It’s surprising, though perhaps it shouldn’t be, just how many people have exactly the same problems. A large percentage of calls I take relates to inability to set up wireless routers. These complicated, cantankerous devices, and the convoluted way in which they relate to people’s computers, cause a lot of trouble and misunderstandings, not to mention frustration. Small wonder that some companies can charge as much as $100 simply to have someone come out and set up a home network. There have been some times when even I’ve felt like it might be worth it to pay someone that much.

Another frequent stumper is the way Microsoft now bundles a trial version of Microsoft Office with every installation of Windows 7. Except it isn’t really a “trial” version so much as it is a “Schroedinger’s version”—when presented with a product key, it’s the real deal; if not, it’s a trial. It looks exactly the same either way when you start it up; the only difference is that some computers have a card with a serial number bundled with them.

Since it doesn’t look like a trial when you first run it (it says it wants a product key and there’s a little tiny button in the corner saying “Trial”) and the only place it says it is a trial, before purchase, is in the very fine print on the item’s description (and who reads that), it’s only natural for anyone who buys a new computer and sees the Microsoft Office icon on their desktop to assume their computer just “came with it”.

There have been remarkably few examples of the proverbial “cup holder” school of stupid computer user—certainly a lot fewer than the humor sites would lead you to expect. These people are not idiots, by any stretch of the imagination—they’re just normal people, confused by a technology industry that seems to take perverse pleasure in being as obfuscatory as possible. One person who called me about the Microsoft Office conundrum works in launch tracking at Cape Canaveral, and has probably forgotten more about electronics than I’ll ever know! But unfamiliar technology frustrates everyone equally—even people with engineering degrees from MIT.

The aggravating thing to me is that at least some of these cases stem from venality or sheer apathy on the part of technology companies. Why do they even do it? Do they think it’s somehow going to make people more willing to buy their product?
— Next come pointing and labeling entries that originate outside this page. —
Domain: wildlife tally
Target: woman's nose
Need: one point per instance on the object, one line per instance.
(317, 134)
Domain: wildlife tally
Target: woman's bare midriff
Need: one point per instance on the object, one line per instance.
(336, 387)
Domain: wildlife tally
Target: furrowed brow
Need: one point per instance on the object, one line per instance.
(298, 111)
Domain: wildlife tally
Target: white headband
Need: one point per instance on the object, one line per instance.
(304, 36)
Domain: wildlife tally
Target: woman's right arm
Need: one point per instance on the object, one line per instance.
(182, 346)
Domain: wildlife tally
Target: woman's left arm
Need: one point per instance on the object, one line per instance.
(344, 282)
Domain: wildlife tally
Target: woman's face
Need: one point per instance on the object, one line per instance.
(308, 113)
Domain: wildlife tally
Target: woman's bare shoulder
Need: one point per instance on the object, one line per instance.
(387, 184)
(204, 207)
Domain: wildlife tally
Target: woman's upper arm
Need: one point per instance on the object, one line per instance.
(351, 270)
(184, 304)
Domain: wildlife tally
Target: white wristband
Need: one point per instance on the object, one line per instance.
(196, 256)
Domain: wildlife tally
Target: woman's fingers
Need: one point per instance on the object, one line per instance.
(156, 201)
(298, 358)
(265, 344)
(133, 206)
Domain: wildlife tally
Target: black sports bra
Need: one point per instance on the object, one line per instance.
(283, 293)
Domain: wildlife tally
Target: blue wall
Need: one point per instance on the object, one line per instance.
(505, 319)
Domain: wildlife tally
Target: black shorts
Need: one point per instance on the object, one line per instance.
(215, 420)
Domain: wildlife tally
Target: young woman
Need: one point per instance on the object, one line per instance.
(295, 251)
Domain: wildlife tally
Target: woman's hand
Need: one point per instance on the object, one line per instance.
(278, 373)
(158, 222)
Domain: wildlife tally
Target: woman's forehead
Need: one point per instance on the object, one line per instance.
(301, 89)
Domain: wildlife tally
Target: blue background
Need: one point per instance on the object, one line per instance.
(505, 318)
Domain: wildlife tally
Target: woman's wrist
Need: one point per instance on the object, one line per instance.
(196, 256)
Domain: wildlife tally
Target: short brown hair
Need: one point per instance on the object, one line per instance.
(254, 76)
How hard would it be for Microsoft to change the launch screen to say “This is a trial version, unless there was a piece of paper with a registration key on it bundled with this computer” rather than just blandly ask for the key people will assume they were supposed to get? What chance does the average not-so-tech-savvy person have against that kind of obfuscation?
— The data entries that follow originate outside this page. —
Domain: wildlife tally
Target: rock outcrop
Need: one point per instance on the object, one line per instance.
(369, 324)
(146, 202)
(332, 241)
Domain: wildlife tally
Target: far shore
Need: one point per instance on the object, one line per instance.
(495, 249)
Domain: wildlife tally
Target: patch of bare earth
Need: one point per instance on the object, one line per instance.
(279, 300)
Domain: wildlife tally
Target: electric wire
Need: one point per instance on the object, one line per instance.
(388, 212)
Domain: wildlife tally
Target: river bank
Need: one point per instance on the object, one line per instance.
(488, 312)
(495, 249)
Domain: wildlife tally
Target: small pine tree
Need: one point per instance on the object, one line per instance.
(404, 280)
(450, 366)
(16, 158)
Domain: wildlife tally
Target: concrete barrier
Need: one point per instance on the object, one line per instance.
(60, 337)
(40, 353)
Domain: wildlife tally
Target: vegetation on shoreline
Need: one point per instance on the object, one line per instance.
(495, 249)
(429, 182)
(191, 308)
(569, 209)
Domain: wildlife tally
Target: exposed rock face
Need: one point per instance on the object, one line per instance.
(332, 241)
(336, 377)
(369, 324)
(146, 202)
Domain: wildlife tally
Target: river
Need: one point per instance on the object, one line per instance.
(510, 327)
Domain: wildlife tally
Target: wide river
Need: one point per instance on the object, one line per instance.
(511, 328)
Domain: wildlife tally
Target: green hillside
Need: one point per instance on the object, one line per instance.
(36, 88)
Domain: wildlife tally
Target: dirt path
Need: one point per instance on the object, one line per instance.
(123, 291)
It reminds me of the time I misguidedly talked my parents into buying a refurbished iPod Shuffle, thinking Dad could use it to listen to the audiobooks I’d given him. Apple made incredibly simple devices, didn’t they? It should be easy to show him how to use it. Only…he never could figure out how to work it, and eventually lost it. $100 down the drain.

I think there is a tendency, especially on the part of computer geeks, to assume that just because something is easy for us, it ought to be easy for everyone. This, in turn, leads to disdain for “idiots” who can’t manage it, and for companies that charge for “easy” services like e-book device setup or computer repair.

But there are things that all of us don’t want to, or don’t know how to do, and find it more worthwhile to pay someone else to do them than to take the time or spend the money to learn how for ourselves. How many people who scoff at paying $30 to set up an e-book device will still turn right around and pay that same amount every few months for someone to open a couple of valves and replace a couple of swappable components on their cars? Not everybody will want to or even be able to devote the time or interest to learning how everything works.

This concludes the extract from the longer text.